October 19, 2024

Theory

As we mentioned before on that page, QFT circuit is represented as,

\left( \ket{0} + e^{i2\pi 0.j_n} \ket{1} \right) \otimes \left( \ket{0} + e^{i2\pi 0.j_{n-1}j_n} \ket{1} \right) \otimes \cdots \otimes \left( \ket{0} + e^{i2\pi 0.j_1j_2\cdots j_n} \ket{1} \right)

So, hadamal gate and general rotation gates are frequently and repeatedly used.

R_l = \begin{pmatrix} 1 & 0 \\ 0 & e^{i\frac{2\pi}{2^l}} \end{pmatrix}

Now, we are going to see how to implement that circuit using qiskit

Code

import argparse
import numpy as np
import qiskit
from qiskit import visualization


def qft_simple(qc, num_qubits):
    for i in range(num_qubits):
        for j in range(i):
            qc.cp(
                2 * np.pi / (2**(i-j)),
                j, i
            )
        qc.h(i)    
    return qc

def qft_general(qc, num_qubits):
    for j in range(num_qubits):
        qc.h(j)
        for k in range(j+1, num_qubits):
            qc.cp(2 * np.pi / 2**(k-j+1), k, j)
    for j in range(num_qubits//2):
        qc.swap(j, num_qubits-j-1)
    return qc


def main(args):

    # initialize circuit
    name='ft'
    num_qubits = args.qubits_size
    qc = qiskit.QuantumCircuit(num_qubits, name=name)
    signal = np.ones(2**num_qubits).tolist()
    signal = np.array(signal) / np.linalg.norm(signal)
    qc.initialize(signal, range(num_qubits))

    # define circuit
    ft_circuit = qft_general(qc, num_qubits)
    print(ft_circuit, len(ft_circuit))
    fig = ft_circuit.draw('mpl')
    fig.savefig('./circuit-test1.png')

    # simulate circuit
    simulator = qiskit.Aer.get_backend('statevector_simulator')
    compiled_circuit = qiskit.transpile(
        ft_circuit,
        simulator,
        output_name='ft_circuit'
    )
    job = qiskit.execute(compiled_circuit, simulator)
    result = job.result()

    statevector = result.get_statevector()
    vis1 = visualization.plot_bloch_multivector(statevector)
    vis1.savefig('./bloch_multivector-1.png')

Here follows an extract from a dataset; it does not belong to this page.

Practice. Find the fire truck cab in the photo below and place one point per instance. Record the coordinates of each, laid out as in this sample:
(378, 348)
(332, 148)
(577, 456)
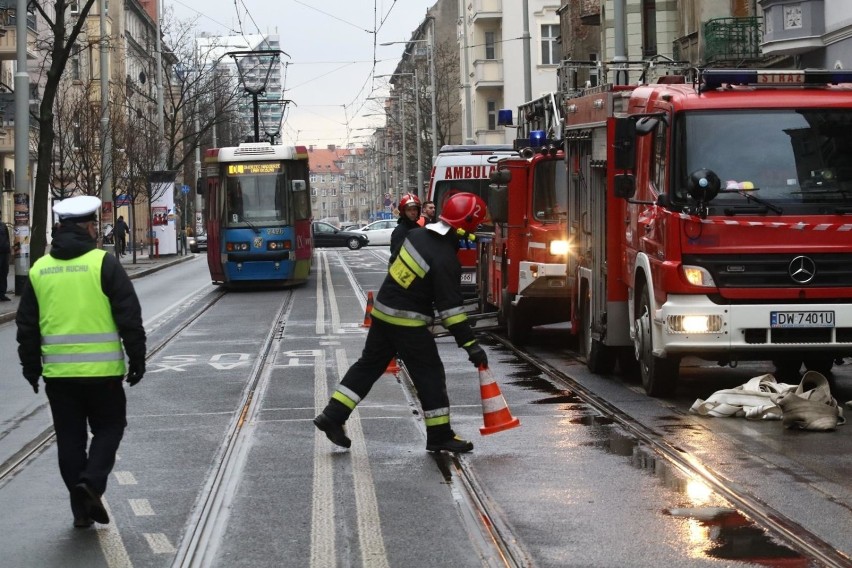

    # measure state vector
    ft_circuit.measure_all()
    compiled_meas_circuit = qiskit.transpile(
        ft_circuit,
        simulator,
        output_name='ft_circuit_m'
    )
    job_meas = qiskit.execute(compiled_meas_circuit, simulator, shots=1024)
    result_meas = job_meas.result()
    counts = result_meas.get_counts()
    vis2 = visualization.plot_histogram(counts)
    vis2.savefig('./histogram-1.png')


if __name__ == '__main__':

    parser = argparse.ArgumentParser(
        description='What this program is going to do.'
    )
    parser.add_argument(
        '--qubits_size', '-QS', type=int, default=4, help=''
    )
    args = parser.parse_args()

    main(args)

The Structure of Quantum Circuits

The following illustrates the quantum Fourier transform circuit generated by the code mentioned above. The initial state is Fourier transformed as a vector with constant values.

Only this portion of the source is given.